Capitalism as a system is based on greed, on the harnessing
of individual self-interest to the common good. This
has been known by analysts of political economy for
a very long time. In 1776, Adam Smith's famous and
still widely quoted passage in the Wealth of Nations
noted that "It is not from the benevolence of
the butcher, the brewer, or the baker, that we expect
our dinner, but from their regard to their own interest.
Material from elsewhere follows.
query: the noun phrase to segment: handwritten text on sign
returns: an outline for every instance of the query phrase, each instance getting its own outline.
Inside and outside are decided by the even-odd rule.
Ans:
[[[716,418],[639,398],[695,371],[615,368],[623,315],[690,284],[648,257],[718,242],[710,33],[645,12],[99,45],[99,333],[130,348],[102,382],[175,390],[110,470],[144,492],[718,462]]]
We address ourselves, not to their humanity but to
their self love, and never talk to them of our own
necessities but of their advantages."
More recently, the more famous quotation was probably
that of Gordon Gekko, the fictional hero of the 1987
film Wall Street: "Greed, for lack of a better
word, is good. Greed is right, greed works. Greed
clarifies, cuts through, and captures the essence
of the evolutionary spirit. Greed, in all of its forms--greed
for life, for money, for love, knowledge--has marked
the upward surge of mankind."
The crash of the dotcom boom in 2001 changed all that,
not because any underlying realities were different,
but because the collapse of bubble-driven profitability
forced many accounting worms to crawl out of corporate
cupboards. A series of corporate scandals and failures
rocked the US economy in 2001 and 2002--from Enron
and WorldCom to Adelphi and even one of the top five
accounting firms, Arthur Andersen. It turned out that
much of the much-hyped growth and profits were illusory,
based on fraud and data manipulation, or simply put,
lies.
Two points that emerged then are still relevant today.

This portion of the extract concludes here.